Pero más preocupante era el extraño flujo de energía que detectó; su cuerpo estaba reaccionando a un dolor emocional intenso y repentino tan agudo que había afectado físicamente a su corazón.
¿De dónde vino este dolor? Se preguntó, con el ceño fruncido en concentración. Estaba perfectamente bien esta mañana.
Continuó vertiendo su poder curativo en él, estabilizando su ritmo cardíaco y calmando el frenético flujo de su sangre. Después de lo que pareció una eternidad, Su Mingxuan dejó escapar un largo y tembloroso suspiro. El color volvió lentamente a sus mejillas, y sus ojos se aclararon.
No miró a la multitud. En cambio, extendió la mano y agarró las manos de Su Qinglan con una fuerza sorprendente.
Su voz era áspera y llena de un peso que ella nunca había escuchado antes. —Qinglan… vamos a mi casa. De acuerdo.
Luego giró la cabeza lentamente, su mirada posándose en la temblorosa Lan Yue, que estaba parada cerca con lágrimas en los ojos.
—Niña… ¿puedes seguirnos también? Yo… creo que tengo información sobre tu madre.
Lan Yue asintió vigorosamente, sus ojos brillantes mientras daba un paso adelante. Estaba más que lista para seguirlo; este hombre claramente tenía la clave sobre el paradero de su madre. Tal vez pronto podría conocer a su madre.
Lin Muyu, dándose cuenta de que este era un asunto familiar privado y que ya no era necesaria, dio un paso atrás.

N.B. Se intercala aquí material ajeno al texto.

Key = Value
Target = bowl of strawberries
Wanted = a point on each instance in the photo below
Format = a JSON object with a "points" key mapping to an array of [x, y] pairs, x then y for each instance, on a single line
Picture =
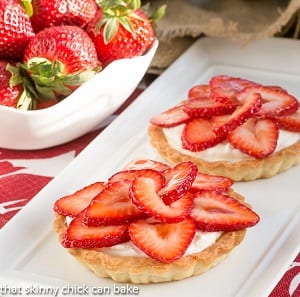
{"points": [[64, 68]]}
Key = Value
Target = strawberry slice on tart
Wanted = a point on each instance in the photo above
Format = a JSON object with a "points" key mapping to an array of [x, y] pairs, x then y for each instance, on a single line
{"points": [[178, 181], [79, 235], [199, 134], [257, 137], [200, 91], [251, 104], [112, 206], [215, 211], [161, 241], [144, 194], [162, 244], [275, 101]]}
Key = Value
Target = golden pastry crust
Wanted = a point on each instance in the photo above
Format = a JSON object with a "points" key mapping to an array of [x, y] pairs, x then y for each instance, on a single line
{"points": [[238, 171], [144, 270]]}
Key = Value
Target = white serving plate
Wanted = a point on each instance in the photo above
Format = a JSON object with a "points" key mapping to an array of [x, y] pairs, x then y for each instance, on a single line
{"points": [[30, 254], [77, 114]]}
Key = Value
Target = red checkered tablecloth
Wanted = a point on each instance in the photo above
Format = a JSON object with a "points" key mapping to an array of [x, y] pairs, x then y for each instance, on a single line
{"points": [[24, 173]]}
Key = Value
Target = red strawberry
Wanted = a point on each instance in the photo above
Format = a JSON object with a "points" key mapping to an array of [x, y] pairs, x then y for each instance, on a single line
{"points": [[214, 211], [16, 30], [121, 30], [72, 205], [171, 117], [290, 122], [144, 195], [198, 135], [78, 235], [228, 87], [147, 164], [163, 242], [275, 101], [251, 103], [199, 92], [131, 174], [211, 182], [207, 107], [178, 181], [59, 59], [112, 206], [9, 95], [48, 13], [256, 137]]}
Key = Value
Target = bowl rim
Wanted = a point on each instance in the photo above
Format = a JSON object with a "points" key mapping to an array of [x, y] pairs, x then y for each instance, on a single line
{"points": [[60, 104]]}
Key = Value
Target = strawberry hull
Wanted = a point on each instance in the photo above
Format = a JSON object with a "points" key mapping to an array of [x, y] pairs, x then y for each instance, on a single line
{"points": [[98, 98]]}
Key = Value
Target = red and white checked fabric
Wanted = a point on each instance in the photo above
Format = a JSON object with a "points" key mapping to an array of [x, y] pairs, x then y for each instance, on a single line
{"points": [[24, 173]]}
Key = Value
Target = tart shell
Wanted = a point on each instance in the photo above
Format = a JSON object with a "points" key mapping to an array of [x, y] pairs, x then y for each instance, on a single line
{"points": [[237, 171], [145, 270]]}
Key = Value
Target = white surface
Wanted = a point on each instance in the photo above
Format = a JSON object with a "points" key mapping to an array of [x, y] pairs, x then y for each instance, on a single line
{"points": [[77, 114], [31, 254]]}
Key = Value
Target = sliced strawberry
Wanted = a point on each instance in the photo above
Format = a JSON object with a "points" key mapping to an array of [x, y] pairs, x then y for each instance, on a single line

—Yo… me iré, Líder de la Tribu. Bai Ling me llamó antes; debería ir a ver qué quiere —le dio a Su Qinglan una mirada de apoyo antes de dirigirse hacia el otro lado de la aldea.

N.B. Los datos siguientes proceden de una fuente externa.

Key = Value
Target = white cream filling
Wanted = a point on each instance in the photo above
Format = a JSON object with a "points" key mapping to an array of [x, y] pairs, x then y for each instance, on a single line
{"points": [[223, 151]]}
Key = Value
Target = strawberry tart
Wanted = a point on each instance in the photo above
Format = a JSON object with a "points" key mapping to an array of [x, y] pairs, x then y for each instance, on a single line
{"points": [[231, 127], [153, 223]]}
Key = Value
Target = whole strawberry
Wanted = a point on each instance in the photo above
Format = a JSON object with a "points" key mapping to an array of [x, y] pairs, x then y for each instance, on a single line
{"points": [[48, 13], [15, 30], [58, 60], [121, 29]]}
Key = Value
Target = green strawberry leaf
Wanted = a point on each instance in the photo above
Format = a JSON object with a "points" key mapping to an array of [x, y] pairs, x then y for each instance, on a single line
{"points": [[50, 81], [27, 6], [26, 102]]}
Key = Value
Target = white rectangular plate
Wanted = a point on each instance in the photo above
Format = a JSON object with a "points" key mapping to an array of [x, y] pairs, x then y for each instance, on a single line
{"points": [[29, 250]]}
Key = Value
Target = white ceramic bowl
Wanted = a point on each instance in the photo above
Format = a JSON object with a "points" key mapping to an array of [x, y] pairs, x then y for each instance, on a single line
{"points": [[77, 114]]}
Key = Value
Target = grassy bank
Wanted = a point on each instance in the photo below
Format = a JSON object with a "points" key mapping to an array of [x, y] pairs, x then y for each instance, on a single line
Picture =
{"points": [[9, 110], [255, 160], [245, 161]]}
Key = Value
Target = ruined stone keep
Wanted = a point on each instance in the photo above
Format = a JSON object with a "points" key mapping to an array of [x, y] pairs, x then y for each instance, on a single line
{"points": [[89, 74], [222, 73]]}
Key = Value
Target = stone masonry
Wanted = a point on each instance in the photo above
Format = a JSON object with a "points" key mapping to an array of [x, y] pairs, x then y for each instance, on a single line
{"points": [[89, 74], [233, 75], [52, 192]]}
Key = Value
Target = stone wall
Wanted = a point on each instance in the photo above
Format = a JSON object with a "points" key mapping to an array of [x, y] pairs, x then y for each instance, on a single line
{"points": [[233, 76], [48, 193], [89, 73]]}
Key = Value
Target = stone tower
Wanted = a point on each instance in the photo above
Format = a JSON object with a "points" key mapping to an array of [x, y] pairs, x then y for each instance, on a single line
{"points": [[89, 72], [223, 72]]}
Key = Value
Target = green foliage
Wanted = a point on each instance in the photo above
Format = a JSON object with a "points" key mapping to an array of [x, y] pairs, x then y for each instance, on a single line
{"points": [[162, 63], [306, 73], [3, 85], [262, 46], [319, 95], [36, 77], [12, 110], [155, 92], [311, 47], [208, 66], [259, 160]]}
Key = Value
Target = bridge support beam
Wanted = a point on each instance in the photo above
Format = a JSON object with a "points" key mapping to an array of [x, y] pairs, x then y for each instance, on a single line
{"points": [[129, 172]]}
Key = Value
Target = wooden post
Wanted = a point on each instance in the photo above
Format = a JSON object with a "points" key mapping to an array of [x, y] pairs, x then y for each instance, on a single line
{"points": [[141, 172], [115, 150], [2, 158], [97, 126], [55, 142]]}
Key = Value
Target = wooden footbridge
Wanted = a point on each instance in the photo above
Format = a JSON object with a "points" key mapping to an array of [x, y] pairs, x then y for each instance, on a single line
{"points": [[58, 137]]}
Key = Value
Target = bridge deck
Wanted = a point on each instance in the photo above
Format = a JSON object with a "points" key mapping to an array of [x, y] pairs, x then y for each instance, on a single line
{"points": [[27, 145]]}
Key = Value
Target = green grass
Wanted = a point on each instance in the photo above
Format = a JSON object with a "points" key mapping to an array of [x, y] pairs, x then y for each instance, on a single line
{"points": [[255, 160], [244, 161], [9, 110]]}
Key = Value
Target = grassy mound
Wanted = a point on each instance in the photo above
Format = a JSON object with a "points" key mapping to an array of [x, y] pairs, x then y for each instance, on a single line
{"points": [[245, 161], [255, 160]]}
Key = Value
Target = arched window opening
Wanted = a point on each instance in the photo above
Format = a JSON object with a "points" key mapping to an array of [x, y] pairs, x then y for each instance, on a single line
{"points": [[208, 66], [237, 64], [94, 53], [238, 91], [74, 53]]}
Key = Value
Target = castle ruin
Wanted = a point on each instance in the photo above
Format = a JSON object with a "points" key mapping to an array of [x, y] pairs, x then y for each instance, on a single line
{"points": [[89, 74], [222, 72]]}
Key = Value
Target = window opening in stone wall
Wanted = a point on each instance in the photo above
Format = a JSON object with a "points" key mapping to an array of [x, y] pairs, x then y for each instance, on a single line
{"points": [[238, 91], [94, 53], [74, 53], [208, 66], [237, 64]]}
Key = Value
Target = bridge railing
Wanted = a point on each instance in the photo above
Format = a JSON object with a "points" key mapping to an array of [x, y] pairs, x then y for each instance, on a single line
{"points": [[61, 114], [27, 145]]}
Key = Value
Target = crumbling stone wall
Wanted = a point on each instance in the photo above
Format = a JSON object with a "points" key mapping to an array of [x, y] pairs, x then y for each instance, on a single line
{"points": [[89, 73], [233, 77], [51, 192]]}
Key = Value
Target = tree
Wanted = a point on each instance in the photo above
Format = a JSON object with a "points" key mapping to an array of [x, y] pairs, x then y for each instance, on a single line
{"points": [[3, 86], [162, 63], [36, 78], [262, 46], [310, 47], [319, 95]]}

Hu Yan intervino para ayudar a Su Mingxuan a ponerse de pie. Pasó el brazo del hombre mayor sobre su hombro, proporcionando el apoyo físico que necesitaba para caminar de regreso a la gran casa del Líder de la Tribu.

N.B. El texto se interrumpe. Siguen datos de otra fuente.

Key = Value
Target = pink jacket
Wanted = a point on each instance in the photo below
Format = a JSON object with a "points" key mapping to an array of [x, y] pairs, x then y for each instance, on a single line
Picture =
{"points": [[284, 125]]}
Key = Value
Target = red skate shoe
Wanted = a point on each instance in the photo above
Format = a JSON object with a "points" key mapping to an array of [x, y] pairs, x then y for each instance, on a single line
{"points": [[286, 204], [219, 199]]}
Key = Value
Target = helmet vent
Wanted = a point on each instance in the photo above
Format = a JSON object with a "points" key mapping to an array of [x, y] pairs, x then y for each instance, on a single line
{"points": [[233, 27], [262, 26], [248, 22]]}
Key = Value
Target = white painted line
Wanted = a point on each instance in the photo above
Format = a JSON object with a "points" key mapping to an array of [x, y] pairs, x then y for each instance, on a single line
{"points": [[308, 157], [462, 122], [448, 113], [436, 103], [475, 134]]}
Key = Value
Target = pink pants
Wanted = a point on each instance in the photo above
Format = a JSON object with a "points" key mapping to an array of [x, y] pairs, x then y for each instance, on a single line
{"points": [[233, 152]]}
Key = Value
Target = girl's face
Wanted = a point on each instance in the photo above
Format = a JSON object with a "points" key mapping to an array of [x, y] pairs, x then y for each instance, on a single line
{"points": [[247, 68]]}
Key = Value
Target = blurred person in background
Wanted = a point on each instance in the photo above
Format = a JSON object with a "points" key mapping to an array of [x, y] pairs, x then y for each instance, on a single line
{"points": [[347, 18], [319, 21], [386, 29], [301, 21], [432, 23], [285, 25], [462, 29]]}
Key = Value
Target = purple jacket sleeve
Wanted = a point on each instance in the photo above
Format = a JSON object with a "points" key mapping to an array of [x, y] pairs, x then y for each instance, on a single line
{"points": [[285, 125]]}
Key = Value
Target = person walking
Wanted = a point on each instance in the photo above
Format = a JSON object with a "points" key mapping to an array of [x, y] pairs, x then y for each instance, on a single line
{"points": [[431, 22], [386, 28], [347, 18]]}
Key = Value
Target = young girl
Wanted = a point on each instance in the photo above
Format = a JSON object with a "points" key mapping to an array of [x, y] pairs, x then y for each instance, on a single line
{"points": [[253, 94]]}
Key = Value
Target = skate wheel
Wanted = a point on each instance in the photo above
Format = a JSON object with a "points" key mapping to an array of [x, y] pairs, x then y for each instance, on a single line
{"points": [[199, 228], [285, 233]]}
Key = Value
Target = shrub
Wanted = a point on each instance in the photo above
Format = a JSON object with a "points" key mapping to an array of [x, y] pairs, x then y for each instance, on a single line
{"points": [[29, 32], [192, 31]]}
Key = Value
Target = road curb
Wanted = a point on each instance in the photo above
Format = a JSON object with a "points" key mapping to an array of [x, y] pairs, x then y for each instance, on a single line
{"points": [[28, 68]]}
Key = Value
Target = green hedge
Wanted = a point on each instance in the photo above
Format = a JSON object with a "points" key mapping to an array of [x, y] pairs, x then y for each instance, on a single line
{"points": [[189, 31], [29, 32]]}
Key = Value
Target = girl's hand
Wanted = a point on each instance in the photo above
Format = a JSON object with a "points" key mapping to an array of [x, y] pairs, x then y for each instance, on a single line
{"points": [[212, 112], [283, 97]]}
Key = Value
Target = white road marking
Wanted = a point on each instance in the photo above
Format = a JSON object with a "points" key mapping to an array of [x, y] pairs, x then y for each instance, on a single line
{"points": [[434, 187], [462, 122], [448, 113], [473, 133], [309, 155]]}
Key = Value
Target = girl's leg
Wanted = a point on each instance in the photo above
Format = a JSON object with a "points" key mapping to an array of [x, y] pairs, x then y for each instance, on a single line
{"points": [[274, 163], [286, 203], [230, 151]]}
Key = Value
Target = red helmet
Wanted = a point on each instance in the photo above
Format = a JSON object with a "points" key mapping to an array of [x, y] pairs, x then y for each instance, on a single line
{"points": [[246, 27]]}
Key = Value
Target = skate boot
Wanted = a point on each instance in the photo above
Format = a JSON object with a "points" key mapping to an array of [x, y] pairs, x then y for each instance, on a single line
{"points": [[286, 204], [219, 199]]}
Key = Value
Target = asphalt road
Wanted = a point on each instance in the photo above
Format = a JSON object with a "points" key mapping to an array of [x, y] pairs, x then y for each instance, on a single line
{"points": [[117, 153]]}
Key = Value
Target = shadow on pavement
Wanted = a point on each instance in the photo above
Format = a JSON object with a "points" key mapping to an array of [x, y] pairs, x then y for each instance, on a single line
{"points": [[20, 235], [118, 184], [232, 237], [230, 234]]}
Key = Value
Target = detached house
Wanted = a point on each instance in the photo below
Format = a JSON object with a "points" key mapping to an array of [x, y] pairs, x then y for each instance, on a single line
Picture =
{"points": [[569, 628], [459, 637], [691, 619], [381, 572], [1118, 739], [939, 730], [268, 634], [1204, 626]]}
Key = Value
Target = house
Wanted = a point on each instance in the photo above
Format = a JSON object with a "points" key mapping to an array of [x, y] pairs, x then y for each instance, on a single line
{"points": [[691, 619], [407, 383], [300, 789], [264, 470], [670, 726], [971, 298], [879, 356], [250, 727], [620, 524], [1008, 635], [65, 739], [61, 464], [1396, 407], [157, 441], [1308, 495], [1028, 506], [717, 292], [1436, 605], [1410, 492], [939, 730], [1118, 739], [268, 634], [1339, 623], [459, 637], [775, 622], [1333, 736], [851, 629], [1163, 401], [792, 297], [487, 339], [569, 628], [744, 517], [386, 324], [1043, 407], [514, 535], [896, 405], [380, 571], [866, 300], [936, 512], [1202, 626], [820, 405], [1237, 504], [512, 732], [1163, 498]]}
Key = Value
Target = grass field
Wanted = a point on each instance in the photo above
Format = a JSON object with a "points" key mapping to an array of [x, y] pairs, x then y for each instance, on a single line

Mientras caminaban, Lan Yue caminaba cerca de Su Qinglan, sus dedos aferrándose tímidamente al borde de la manga de Su Qinglan. —Su Qinglan… ¿tú también sabes algo sobre mi madre? —preguntó con una voz pequeña y nerviosa—. ¿Él te la mencionó antes?
Su Qinglan negó suavemente con la cabeza. —No, Lan Yue. Nunca he escuchado su nombre, y mi padre nunca habló de ella. No sé nada.
Al llegar a la puerta de la casa del árbol, Su Qinglan miró los hombros caídos de su padre. Ahora le quedaba claro; lo que sea que hubiera sucedido hace veinte años, la madre de Lan Yue y su padre definitivamente tenían alguna implicación.